Jackson: It will look different this year, but we must not forget that to bring our traditional 120,000 people to a small mountain town during a pandemic isn’t even a dilemma. That would be grossly irresponsible.

There are so many issues that society is grappling with — a reckoning on racism, climate change, a global pandemic. Are they reflected in the films?

Jackson: The work reflects a world of independent filmmakers. It’s a combination of work that was made before the pandemic, during the pandemic. There is work that reflects the racist history of many countries including this one. This film festival is not a frivolous distraction to take our attention away from all the serious issues that are going on in the world. It’s helping us understand it and to put forward a proposition for what the world could be when we come out the other side of this.
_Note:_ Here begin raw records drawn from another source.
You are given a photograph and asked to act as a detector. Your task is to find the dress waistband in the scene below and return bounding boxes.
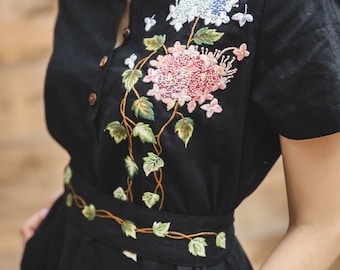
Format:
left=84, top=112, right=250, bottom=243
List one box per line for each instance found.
left=65, top=167, right=235, bottom=266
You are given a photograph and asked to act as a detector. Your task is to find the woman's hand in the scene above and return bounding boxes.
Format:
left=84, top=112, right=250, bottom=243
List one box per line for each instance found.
left=261, top=133, right=340, bottom=270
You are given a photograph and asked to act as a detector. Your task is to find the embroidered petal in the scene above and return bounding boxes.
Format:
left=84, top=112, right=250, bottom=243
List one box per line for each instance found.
left=143, top=152, right=164, bottom=176
left=187, top=100, right=196, bottom=113
left=121, top=220, right=137, bottom=239
left=188, top=237, right=208, bottom=257
left=113, top=187, right=127, bottom=201
left=105, top=121, right=128, bottom=144
left=152, top=221, right=170, bottom=237
left=82, top=204, right=96, bottom=221
left=131, top=97, right=155, bottom=121
left=124, top=53, right=137, bottom=69
left=175, top=117, right=194, bottom=148
left=122, top=250, right=137, bottom=262
left=144, top=15, right=156, bottom=32
left=216, top=232, right=227, bottom=249
left=132, top=122, right=157, bottom=144
left=201, top=98, right=222, bottom=118
left=142, top=192, right=159, bottom=208
left=124, top=156, right=139, bottom=178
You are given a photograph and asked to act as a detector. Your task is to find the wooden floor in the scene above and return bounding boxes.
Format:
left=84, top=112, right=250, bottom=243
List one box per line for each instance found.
left=0, top=0, right=340, bottom=270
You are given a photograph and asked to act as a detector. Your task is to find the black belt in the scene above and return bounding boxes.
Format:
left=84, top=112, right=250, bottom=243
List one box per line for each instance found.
left=66, top=166, right=236, bottom=266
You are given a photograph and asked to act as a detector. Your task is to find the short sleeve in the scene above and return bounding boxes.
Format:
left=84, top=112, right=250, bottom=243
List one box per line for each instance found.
left=251, top=0, right=340, bottom=139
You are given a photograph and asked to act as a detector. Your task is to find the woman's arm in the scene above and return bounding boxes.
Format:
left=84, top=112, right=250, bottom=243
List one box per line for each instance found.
left=261, top=133, right=340, bottom=270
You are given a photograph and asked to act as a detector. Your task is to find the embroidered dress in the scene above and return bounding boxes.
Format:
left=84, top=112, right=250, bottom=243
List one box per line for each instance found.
left=22, top=0, right=340, bottom=270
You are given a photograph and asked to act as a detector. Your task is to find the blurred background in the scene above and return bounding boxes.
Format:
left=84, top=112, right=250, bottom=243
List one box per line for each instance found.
left=0, top=0, right=340, bottom=270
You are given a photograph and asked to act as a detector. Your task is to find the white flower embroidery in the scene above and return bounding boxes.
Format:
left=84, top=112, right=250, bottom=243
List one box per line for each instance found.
left=231, top=4, right=254, bottom=27
left=144, top=15, right=156, bottom=32
left=201, top=98, right=222, bottom=118
left=124, top=53, right=137, bottom=69
left=166, top=0, right=253, bottom=29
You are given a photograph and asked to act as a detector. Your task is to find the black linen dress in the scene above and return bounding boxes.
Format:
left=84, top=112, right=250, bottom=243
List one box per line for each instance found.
left=21, top=0, right=340, bottom=270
How are media consolidation and the rise of streaming services affecting the type of films you champion and the artists you support?

Putnam: As the companies consolidated, they’re competing for global eyeballs in an intense way right now. What that may mean is more investment in more mass appeal content; it may mean more independent content. I don’t think we know, but what we need to do is partner with the artist and listen to them. Because if there are certain stories that can’t get out through those dominant platforms, we want to support them. We’re happy to have Netflix and Amazon and HBO Max and Hulu and all those companies at the festival. At the same time, we recognize that those companies’ business plans might not align with the full range of independent content that we’re putting forth.
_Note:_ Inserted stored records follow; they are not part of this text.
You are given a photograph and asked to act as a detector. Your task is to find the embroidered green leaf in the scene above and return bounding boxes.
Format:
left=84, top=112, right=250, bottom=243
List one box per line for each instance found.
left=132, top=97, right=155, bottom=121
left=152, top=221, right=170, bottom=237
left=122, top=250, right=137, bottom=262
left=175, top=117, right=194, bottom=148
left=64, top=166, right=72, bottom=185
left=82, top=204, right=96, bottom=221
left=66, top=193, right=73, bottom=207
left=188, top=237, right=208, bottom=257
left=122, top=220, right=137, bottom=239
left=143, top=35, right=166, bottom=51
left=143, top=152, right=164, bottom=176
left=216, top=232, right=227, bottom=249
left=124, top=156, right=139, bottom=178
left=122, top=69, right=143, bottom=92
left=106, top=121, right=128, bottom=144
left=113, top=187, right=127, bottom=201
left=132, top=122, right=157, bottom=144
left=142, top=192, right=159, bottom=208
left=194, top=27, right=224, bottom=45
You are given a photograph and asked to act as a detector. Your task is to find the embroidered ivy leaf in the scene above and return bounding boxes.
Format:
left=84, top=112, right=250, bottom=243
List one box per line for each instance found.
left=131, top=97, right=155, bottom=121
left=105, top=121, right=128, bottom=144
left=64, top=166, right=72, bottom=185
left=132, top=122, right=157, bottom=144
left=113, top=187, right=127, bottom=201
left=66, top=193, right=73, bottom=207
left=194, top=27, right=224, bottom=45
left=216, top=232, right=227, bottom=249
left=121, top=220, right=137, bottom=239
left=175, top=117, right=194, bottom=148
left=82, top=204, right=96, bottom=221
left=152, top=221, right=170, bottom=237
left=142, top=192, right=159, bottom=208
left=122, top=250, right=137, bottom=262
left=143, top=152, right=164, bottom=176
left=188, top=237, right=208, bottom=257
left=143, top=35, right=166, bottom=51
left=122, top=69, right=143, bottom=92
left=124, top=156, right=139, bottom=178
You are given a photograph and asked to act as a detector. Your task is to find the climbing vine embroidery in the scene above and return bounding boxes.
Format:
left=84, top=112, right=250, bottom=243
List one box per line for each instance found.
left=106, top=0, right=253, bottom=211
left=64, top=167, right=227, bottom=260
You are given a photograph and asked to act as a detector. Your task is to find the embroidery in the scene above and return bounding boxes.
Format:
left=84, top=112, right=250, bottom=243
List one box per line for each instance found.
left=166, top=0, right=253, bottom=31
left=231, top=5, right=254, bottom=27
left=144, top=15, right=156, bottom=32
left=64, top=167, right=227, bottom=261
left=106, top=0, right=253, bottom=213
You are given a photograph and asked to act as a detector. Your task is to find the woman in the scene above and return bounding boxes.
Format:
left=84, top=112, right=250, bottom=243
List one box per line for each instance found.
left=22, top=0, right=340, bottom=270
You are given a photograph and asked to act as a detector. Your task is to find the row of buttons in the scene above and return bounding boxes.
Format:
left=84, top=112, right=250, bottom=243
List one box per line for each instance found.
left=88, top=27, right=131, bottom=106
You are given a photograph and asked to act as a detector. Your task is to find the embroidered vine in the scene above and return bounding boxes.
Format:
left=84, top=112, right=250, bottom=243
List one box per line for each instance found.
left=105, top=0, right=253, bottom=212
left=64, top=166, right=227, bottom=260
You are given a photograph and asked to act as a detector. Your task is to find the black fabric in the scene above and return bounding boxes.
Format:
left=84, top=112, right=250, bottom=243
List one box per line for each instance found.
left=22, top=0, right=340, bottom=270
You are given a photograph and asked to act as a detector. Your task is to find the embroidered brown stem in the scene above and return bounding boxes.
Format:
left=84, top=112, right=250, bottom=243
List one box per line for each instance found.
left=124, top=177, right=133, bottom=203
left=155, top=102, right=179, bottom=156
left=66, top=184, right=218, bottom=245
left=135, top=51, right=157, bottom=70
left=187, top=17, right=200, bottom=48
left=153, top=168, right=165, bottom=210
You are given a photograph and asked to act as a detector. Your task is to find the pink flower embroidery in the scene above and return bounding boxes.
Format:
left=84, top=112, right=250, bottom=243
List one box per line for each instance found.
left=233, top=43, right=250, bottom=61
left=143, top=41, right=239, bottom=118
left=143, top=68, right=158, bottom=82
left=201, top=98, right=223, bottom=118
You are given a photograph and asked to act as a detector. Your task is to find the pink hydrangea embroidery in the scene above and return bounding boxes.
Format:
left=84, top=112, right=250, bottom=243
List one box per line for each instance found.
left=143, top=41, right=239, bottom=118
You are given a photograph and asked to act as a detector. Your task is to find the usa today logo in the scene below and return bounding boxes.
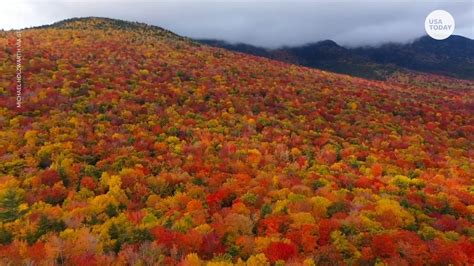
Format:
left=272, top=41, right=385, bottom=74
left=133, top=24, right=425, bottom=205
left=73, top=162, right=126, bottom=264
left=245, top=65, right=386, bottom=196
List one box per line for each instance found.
left=425, top=10, right=455, bottom=40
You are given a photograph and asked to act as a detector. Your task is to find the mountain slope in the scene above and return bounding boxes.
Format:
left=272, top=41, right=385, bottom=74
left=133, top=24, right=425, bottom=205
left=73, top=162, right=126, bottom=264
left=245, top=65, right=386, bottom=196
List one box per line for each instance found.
left=0, top=18, right=474, bottom=265
left=198, top=36, right=474, bottom=80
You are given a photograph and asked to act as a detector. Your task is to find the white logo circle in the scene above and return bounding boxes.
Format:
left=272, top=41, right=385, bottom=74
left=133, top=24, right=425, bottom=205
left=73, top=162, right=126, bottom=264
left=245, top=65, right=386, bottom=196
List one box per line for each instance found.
left=425, top=10, right=455, bottom=40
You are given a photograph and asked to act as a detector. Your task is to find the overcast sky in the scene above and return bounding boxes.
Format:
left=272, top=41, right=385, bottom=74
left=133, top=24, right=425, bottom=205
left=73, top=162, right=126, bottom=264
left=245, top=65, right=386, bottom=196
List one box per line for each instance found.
left=0, top=0, right=474, bottom=48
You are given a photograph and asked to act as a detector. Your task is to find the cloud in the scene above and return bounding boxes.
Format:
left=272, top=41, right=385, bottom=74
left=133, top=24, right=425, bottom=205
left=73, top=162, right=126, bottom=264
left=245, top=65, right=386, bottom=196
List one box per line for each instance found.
left=0, top=0, right=474, bottom=48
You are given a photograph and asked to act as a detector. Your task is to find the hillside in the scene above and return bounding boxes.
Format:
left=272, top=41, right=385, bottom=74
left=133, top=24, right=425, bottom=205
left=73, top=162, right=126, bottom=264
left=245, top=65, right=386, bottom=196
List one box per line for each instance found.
left=198, top=36, right=474, bottom=80
left=0, top=18, right=474, bottom=265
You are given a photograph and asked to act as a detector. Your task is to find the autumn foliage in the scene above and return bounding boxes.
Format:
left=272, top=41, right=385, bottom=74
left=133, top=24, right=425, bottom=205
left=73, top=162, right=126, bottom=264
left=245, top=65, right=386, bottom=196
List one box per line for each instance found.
left=0, top=18, right=474, bottom=265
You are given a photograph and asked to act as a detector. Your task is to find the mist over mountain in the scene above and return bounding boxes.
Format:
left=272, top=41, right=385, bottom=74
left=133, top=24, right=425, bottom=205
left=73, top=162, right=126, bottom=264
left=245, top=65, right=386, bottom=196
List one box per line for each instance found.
left=197, top=35, right=474, bottom=80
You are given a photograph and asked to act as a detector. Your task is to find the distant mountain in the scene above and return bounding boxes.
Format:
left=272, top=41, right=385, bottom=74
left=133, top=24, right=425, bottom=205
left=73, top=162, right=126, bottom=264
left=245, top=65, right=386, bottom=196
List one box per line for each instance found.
left=197, top=35, right=474, bottom=80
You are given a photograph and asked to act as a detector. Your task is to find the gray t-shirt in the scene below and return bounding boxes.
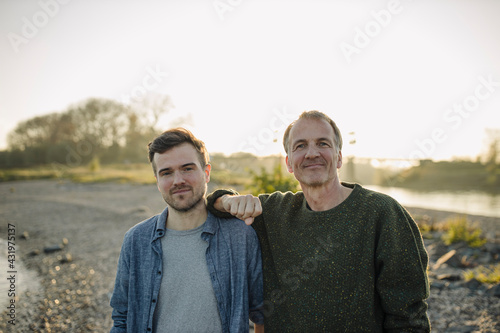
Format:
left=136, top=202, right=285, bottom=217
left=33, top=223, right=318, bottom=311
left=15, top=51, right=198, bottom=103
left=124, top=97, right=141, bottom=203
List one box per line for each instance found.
left=153, top=224, right=222, bottom=333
During the Trump era, Sundance felt like a gathering of the resistance. Will that change with Biden in office?

Jackson: My hope is that we go a level deeper than party politics. It’s about values. We are in resistance to any downward pressure on freedom of creative expression, which includes freedom of movement and travel. We are in opposition to narratives that clearly are not founded in fact or truth or justice, and it doesn’t matter what administration is perpetrating that.

Your digital platform is ambitious but could face technical issues. Are you prepared for high-profile mistakes?
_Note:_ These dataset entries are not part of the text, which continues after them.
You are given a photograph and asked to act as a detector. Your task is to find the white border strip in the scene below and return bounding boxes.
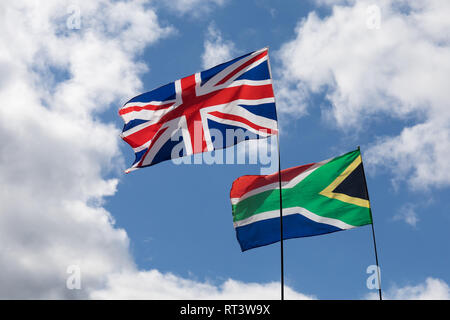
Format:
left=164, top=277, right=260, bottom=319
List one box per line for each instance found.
left=233, top=207, right=356, bottom=230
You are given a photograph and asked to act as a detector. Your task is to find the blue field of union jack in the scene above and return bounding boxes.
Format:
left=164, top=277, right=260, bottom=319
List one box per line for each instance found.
left=119, top=48, right=278, bottom=173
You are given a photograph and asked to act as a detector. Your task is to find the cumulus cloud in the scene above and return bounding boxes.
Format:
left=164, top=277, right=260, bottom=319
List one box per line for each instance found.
left=91, top=270, right=314, bottom=300
left=278, top=0, right=450, bottom=189
left=163, top=0, right=227, bottom=18
left=367, top=277, right=450, bottom=300
left=0, top=1, right=170, bottom=298
left=0, top=0, right=309, bottom=299
left=202, top=23, right=236, bottom=69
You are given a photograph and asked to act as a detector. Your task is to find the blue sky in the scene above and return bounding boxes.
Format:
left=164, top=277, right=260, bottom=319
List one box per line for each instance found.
left=0, top=0, right=450, bottom=299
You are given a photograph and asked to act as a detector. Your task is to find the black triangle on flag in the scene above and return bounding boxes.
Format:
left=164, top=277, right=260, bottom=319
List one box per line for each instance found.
left=332, top=163, right=369, bottom=200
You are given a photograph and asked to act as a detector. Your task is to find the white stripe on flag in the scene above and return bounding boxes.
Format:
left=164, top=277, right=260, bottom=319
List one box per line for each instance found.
left=233, top=207, right=356, bottom=230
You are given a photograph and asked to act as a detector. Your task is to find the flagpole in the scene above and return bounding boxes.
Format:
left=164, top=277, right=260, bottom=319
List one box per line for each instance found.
left=277, top=132, right=284, bottom=300
left=358, top=146, right=383, bottom=300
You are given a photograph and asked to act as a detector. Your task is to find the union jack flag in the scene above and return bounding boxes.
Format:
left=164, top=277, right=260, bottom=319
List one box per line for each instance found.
left=119, top=48, right=277, bottom=173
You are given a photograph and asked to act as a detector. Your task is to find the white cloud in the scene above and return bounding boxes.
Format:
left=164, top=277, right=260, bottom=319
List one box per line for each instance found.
left=367, top=277, right=450, bottom=300
left=202, top=23, right=236, bottom=69
left=163, top=0, right=227, bottom=18
left=0, top=0, right=308, bottom=299
left=91, top=270, right=314, bottom=300
left=278, top=0, right=450, bottom=188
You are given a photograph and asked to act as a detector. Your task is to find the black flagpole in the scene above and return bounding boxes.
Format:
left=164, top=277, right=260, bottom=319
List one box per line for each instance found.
left=358, top=146, right=383, bottom=300
left=277, top=132, right=284, bottom=300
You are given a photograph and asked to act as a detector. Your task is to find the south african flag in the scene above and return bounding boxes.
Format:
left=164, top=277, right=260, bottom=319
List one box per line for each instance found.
left=230, top=148, right=372, bottom=251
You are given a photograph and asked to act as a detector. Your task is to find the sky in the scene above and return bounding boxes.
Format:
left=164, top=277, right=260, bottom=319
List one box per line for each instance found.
left=0, top=0, right=450, bottom=299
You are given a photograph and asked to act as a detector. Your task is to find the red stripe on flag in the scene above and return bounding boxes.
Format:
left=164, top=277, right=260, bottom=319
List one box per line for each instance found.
left=230, top=163, right=315, bottom=198
left=216, top=49, right=267, bottom=86
left=209, top=111, right=277, bottom=134
left=122, top=123, right=162, bottom=148
left=119, top=103, right=173, bottom=115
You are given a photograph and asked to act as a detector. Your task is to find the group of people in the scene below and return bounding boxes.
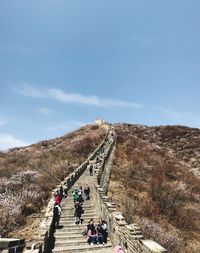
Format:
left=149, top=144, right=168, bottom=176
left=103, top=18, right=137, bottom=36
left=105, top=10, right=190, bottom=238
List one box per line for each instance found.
left=85, top=219, right=108, bottom=245
left=53, top=185, right=64, bottom=227
left=72, top=185, right=90, bottom=225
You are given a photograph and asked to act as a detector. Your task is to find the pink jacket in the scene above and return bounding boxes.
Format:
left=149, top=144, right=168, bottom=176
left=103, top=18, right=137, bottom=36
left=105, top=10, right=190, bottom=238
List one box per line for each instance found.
left=54, top=196, right=60, bottom=204
left=114, top=245, right=124, bottom=253
left=87, top=229, right=97, bottom=240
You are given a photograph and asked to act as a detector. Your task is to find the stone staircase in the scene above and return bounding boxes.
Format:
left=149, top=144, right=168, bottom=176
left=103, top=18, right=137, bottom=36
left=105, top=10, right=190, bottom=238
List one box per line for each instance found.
left=52, top=165, right=113, bottom=253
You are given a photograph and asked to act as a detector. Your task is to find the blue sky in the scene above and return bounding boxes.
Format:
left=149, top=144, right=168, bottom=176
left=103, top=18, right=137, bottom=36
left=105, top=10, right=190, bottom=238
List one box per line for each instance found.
left=0, top=0, right=200, bottom=149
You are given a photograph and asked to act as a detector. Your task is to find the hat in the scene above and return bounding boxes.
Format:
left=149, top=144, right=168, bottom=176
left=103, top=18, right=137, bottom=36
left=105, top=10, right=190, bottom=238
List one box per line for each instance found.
left=115, top=245, right=124, bottom=253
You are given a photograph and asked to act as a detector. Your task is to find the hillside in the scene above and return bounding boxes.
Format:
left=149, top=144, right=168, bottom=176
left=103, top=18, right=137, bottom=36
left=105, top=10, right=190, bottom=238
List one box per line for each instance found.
left=0, top=125, right=105, bottom=239
left=108, top=124, right=200, bottom=252
left=0, top=121, right=200, bottom=253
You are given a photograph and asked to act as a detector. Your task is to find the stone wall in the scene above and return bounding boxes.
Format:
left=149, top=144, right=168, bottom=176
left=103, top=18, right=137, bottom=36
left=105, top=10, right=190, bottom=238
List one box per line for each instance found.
left=26, top=127, right=109, bottom=253
left=94, top=130, right=167, bottom=253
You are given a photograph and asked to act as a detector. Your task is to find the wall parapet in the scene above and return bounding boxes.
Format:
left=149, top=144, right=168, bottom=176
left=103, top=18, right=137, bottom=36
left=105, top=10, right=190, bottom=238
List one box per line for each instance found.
left=94, top=130, right=167, bottom=253
left=25, top=128, right=109, bottom=253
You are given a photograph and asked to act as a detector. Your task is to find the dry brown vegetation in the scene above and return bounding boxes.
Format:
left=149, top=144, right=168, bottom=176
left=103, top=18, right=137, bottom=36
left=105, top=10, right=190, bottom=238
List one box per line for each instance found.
left=0, top=125, right=105, bottom=236
left=109, top=124, right=200, bottom=253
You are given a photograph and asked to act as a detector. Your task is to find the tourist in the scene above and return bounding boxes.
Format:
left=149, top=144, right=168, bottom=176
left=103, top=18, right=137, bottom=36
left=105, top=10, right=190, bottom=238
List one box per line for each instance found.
left=87, top=227, right=97, bottom=245
left=84, top=185, right=90, bottom=200
left=102, top=220, right=108, bottom=243
left=72, top=188, right=79, bottom=203
left=114, top=245, right=124, bottom=253
left=53, top=203, right=61, bottom=227
left=89, top=164, right=93, bottom=176
left=74, top=201, right=83, bottom=225
left=59, top=185, right=63, bottom=201
left=54, top=194, right=60, bottom=205
left=97, top=219, right=104, bottom=244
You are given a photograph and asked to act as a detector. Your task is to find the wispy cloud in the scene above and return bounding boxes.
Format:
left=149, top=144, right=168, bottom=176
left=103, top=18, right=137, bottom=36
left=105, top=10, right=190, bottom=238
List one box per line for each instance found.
left=0, top=133, right=29, bottom=150
left=45, top=120, right=88, bottom=132
left=17, top=83, right=142, bottom=108
left=0, top=119, right=6, bottom=127
left=0, top=43, right=33, bottom=54
left=39, top=107, right=52, bottom=116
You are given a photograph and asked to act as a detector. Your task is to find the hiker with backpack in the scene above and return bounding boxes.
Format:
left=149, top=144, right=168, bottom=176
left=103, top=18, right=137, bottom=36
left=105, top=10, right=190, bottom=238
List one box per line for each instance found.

Putnam: We could have put the work that the team curated on demand for four days and have it be seen by people, and that would have been safer. We chose the riskier route following the lead of the artists and the audience whose adventurous spirit inspires us.

Jackson: The things I wake up in the middle of the night worried about are not what will people think? What keeps me awake is will there be some random global power outage?

You walk down Main Street of Park City every year and it’s like taking a tour of global capitalism with sponsored lounges and parties and events. Is there tension between Sundance’s indie spirit and the corporate sponsors and big companies that come to the festival every year? 

Putnam: We’re a non-profit. A non-profit needs to have supporters and partners of all kinds to be able to enable our work. We’re not just a festival. We also have labs and provide millions of dollars of grants to up-and-coming artists that enables them to make their work. As a non-profit there’s always going to be a need for that support.

I am really proud that we’ve been able to message to a lot of the companies that came unofficially in the past that our values and what this work supports really doesn’t align with what they were doing. Drafting off what we do while not supporting our work not only hurts us, but it hurts the people that do support us. As a result the partners we do have are integrated in a deeper way to the values of what we do. There’s going to be an inherent tension between scrappy independents and corporate sponsorship, but it’s one we need to maintain in order to maintain our vitality as a non-profit.

Tabitha, this is your first festival as director. Did you ever imagine the kinds of challenges you would face?

Jackson: This was a baptism by fire, but it was in some ways freeing. We just had to do things incredibly differently and meet the moment. It’s been crazy and sometimes sad, but the overall feeling is one of exhilaration with a little chaser of exhaustion.